Die Dokumentation beleuchtet, wie Vice journalistische und moralische Grenzen verschoben hat. Wie stellen Sie diese Ambivalenz zwischen Innovation und Grenzüberschreitung in der Serie dar?
Wir lassen die Geschichte von Zeitzeugen und Beteiligten aus Deutschland, den USA und UK erzählen. Die Geschichte ist eine internationale und so erzählen wir sie auch, natürlich mit starkem Deutschland-Bezug. Über Archiv und Footage nehmen wir die Zuschauenden mit um die Welt und durch mehrere Jahrzehnte Vice-Geschichte. Die verschiedenen Ambivalenzen, z.B. die Vermischung von Journalismus und Werbung oder die Fluchtbegleitung eines mutmaßlichen Mörders erzählen wir in der Chronologie der Ereignisse.

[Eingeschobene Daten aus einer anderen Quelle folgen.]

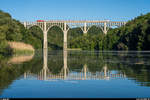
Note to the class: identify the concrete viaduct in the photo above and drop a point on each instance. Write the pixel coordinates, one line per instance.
(68, 24)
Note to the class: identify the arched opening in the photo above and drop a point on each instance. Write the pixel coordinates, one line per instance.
(36, 37)
(94, 30)
(73, 33)
(55, 38)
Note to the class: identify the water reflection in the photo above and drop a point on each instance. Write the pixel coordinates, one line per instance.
(79, 65)
(67, 74)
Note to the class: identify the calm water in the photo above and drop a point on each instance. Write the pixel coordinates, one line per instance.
(76, 74)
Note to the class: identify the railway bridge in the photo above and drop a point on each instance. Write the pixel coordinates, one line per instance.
(65, 25)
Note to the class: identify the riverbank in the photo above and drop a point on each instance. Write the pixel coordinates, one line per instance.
(20, 48)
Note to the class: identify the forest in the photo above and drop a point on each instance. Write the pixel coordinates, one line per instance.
(134, 36)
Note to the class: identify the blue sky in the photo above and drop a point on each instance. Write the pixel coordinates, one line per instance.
(116, 10)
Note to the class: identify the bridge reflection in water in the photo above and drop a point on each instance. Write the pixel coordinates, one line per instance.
(66, 74)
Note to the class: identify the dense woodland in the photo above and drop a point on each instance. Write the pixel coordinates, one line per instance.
(135, 35)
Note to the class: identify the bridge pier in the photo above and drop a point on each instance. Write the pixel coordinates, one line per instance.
(85, 29)
(105, 28)
(45, 36)
(65, 40)
(65, 64)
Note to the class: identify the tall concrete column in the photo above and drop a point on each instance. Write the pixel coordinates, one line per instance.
(105, 71)
(85, 71)
(25, 75)
(85, 29)
(65, 64)
(105, 28)
(45, 67)
(25, 24)
(45, 51)
(65, 36)
(45, 36)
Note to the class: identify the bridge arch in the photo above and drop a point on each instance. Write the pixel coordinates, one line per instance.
(97, 29)
(55, 37)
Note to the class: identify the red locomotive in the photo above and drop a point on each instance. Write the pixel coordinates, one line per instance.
(40, 20)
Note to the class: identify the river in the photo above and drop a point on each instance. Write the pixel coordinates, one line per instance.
(76, 74)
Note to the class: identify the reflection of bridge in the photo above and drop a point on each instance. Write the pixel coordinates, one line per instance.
(66, 25)
(66, 74)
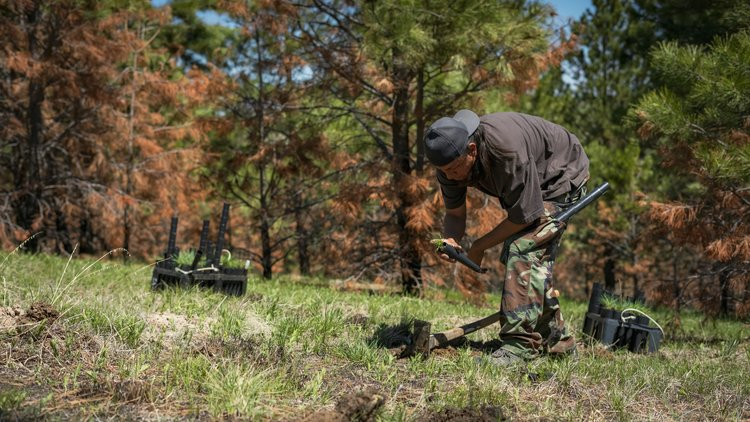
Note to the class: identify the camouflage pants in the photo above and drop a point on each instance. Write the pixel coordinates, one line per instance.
(531, 320)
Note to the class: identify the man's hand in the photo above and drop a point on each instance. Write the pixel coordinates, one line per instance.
(476, 254)
(453, 243)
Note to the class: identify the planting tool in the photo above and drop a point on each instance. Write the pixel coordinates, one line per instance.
(423, 341)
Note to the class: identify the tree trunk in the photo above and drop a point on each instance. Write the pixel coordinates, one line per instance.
(267, 252)
(610, 279)
(411, 262)
(302, 254)
(265, 228)
(724, 280)
(29, 182)
(419, 114)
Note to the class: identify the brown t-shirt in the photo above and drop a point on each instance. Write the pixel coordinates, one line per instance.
(523, 160)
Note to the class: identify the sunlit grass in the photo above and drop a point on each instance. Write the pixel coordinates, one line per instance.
(289, 348)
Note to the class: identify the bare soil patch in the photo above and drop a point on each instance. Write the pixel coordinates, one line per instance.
(360, 406)
(483, 414)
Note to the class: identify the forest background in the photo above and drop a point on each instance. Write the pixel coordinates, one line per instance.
(307, 117)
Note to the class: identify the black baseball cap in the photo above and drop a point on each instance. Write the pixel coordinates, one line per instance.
(447, 138)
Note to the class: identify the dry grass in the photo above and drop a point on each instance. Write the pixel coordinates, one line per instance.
(106, 346)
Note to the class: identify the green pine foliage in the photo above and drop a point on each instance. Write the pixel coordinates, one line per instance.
(705, 106)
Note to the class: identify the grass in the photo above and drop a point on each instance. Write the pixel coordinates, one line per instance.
(292, 347)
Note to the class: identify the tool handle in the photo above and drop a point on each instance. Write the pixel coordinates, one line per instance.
(442, 339)
(565, 215)
(453, 253)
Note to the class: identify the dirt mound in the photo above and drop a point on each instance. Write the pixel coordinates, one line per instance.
(360, 406)
(13, 317)
(39, 311)
(483, 414)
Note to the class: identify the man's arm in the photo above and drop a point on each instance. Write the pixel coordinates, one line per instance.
(502, 231)
(454, 224)
(454, 227)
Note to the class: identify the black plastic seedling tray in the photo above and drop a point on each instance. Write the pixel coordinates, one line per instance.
(608, 327)
(213, 275)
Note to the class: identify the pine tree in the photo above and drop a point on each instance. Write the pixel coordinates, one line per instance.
(395, 66)
(699, 120)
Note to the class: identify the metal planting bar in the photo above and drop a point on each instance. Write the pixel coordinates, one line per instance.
(172, 238)
(203, 246)
(564, 216)
(222, 231)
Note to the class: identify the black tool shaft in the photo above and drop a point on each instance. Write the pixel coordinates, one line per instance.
(565, 215)
(172, 238)
(453, 253)
(222, 231)
(203, 245)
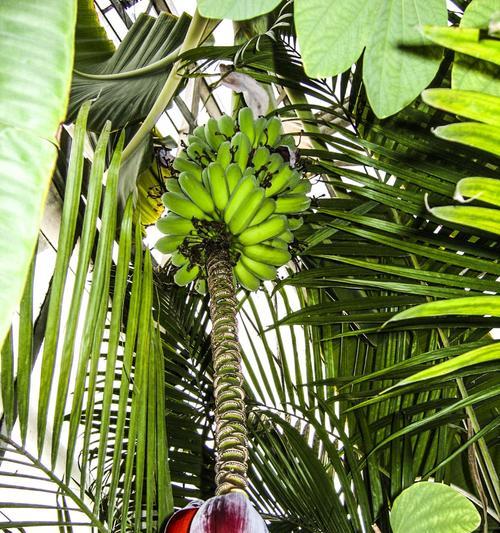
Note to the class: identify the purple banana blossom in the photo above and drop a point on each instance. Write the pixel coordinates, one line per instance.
(231, 513)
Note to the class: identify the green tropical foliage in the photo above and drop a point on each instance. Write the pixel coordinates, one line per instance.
(370, 365)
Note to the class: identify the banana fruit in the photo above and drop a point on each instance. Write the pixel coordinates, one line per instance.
(234, 188)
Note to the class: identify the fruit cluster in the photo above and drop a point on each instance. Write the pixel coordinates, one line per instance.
(236, 189)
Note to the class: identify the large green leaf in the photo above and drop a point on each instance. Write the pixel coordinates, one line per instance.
(92, 43)
(476, 217)
(426, 507)
(127, 83)
(399, 63)
(235, 9)
(36, 61)
(485, 189)
(474, 305)
(468, 73)
(470, 104)
(332, 35)
(474, 357)
(465, 40)
(482, 136)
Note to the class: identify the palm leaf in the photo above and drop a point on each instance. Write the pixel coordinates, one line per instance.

Die Vice-Story führt die Zuschauer von Berlin bis nach Nordkorea, Belize und die Ukraine. Wie schwierig war die internationale Zusammenarbeit, um diese komplexe Geschichte visuell und inhaltlich zusammenzuführen?
Es wurde in den USA, in Deutschland und in UK gedreht, alle weiteren Schauplätze sind über Archivmaterial erlebbar. Wir sind sehr froh, dass wir spannende ProtagonistInnen gefunden haben, die die Geschichten in Belize, Nordkorea, der Ukraine etc. erlebt haben und wir dadurch eine ganz andere Nähe zu den Geschehnissen bekommen.

Vice galt als Sprungbrett für Nachwuchsjournalisten. Welche Lehren können junge Medienschaffende heute aus dem Erfolg und dem Scheitern von Vice ziehen?
Im positiven Sinne bleiben sicher Innovationsgeist, Spontaneität und die Beschäftigung mit ungewöhnlicheren Themen hängen. Die Lehren aus dem Scheitern sind sicher vielschichtig, das sollte jede (medienschaffende) Person nach dem Anschauen der Vice-Story für sich beantworten.

Der Vice-Mitgründer Gavin McInnes wird ebenfalls thematisiert – eine kontroverse Persönlichkeit, die später die Proud Boys gründete. Wie schwierig war es, ihn und seine polarisierende Geschichte in die Doku einzubinden?
Die Einbindung von Gavin McInnes war eine besondere Aufgabe. Er ist als Mitgründer von Vice ein extrem spannender Zeitzeuge, der gerade die frühen Jahre von Vice im Kern mitbekommen und das Phänomen auch nach seinem Ausscheiden sehr genau beobachtet hat. Zum anderen ist er eine extrem ambivalente und problematische Persönlichkeit, weshalb wir ihn dringend einordnen mussten. Die Proud Boys haben mit Vice nichts zu tun, aber da Gavin ein wichtiger Teil der Geschichte ist, mussten wir an der Stelle auch seinen Strang noch weitererzählen.

Vielen Dank für Ihre Zeit!

«Die VICE-Story - Gosse. Gonzo. Größenwahn.» ist in der ARD Mediathek abrufbar.